Scott Andrew LePera's posting lots of good Mozilla links today. The archived version to which I just pointed doesn't have his design homage to Mozilla, so hit his home page if you're reading this today.

Mozilla Source Generator

From the "For Web Developers" page linked to from the new Mozilla 1.0 start page, I found the Mozilla source generator sidebar, which generates formatted HTML source based on the current page's DOM. Interesting idea.

One complaint: the output is HTML, not XHTML, even on XHTML pages: the tags are upper-case. This does most decidedly not mean that this is not a useful tool. I think it just needs a bit of tweaking.

Take note of the instructions to add this line to your prefs.js:

user_pref("signed.applets.codebase_principal_support", true);

The script that runs in the sidebar needs elevated permissions, which this preference setting allows.

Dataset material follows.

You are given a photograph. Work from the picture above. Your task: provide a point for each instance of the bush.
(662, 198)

Note, too, among the documents, a Guide to Mozilla 1.0, which brings together links to some very useful information.

Mozilla 1.0 released!

You've probably seen it elsewhere, but I have to mention it: Mozilla 1.0 has been released.

Those simple words do not do justice to my excitement.

Apocalypse 5: Regular Expressions

Apocalypse 5 is out, dealing with regular expressions in Perl 6. Whew!

And it's looking like there's a slim chance that I'll be able to go to the O'Reilly Open Source Convention this summer and see Larry et al talk about Perl 6. Crossing my fingers.

Jobs. Sculley. SMACKDOWN!

"You don't survive the cola wars without some kick-ass ninja moves."

Damn straight.

For some reason, that just cracked me up. The best I've read there yet, though: Apple Executives Selling Stock, Buying Puppy. "I told them that a puppy is a huge responsibility that you can't just throw $19.5 million at. Who's going to feed it? Who's going to walk it?"

New Design

New three-column design. I made the "mistake" of implementing it without testing in IE/Windows. 8 hours later, settled in at work, I give it a shot in IE6/Win and a couple sections overlap. Stupid friggin' browser.

I should not be so quick to judge. As I keep pointing out to a colleague of mine who criticizes what Mozilla does to his designs, just because a browser does not act as you expect does not mean that it is wrong. It's quite possible — probable, even — that in my tweaking here and there I broke something. It's also possible, of course, that I need some weird workaround for a bug in IE6. I very much would like to avoid ugly hack workarounds, so I may end up having to go to a simpler design.

Just as well, because while thinking about how to fix it I realized that I'm not sure I want a three-column design. So after a quick workaround, back to the drawing board...

Update: for the record, it's a problem with IE. So there.

No site nav toolbar in Mozilla.

Reading about <link>ed RSS feeds, I'm interested. Good idea. "Say, Sam," I tell myself, "why don't you check that out with Mozilla's Site Navigation Toolbar?" A fine idea. But I can't find it. In vain I methodically check through the preferences. Oh, great. It's not in the Mac builds. I thought I remembered it there, but maybe not. Hm, maybe on OS X. Nope. Rats.

Wait! Release notes! Maybe I can dig through the release notes and find out whether it's available for the Mac. Hey, there it is:

The Site Navigation Bar, also known as the Link Toolbar, is not available for this release. (Bug 138496)

Ah. No one has it in RC3. Bummer.

KDE on OS X

Fink, a project for bringing open source Unix software to Mac OS X, is making KDE available for OS X. Oh yeah. It's still experimental, though (that is, "There are no guarantees that it won't delete your hard drive, kill your dog, put water in your gas tank, or make parts of your body randomly explode."). Doesn't mean it isn't good for a lark.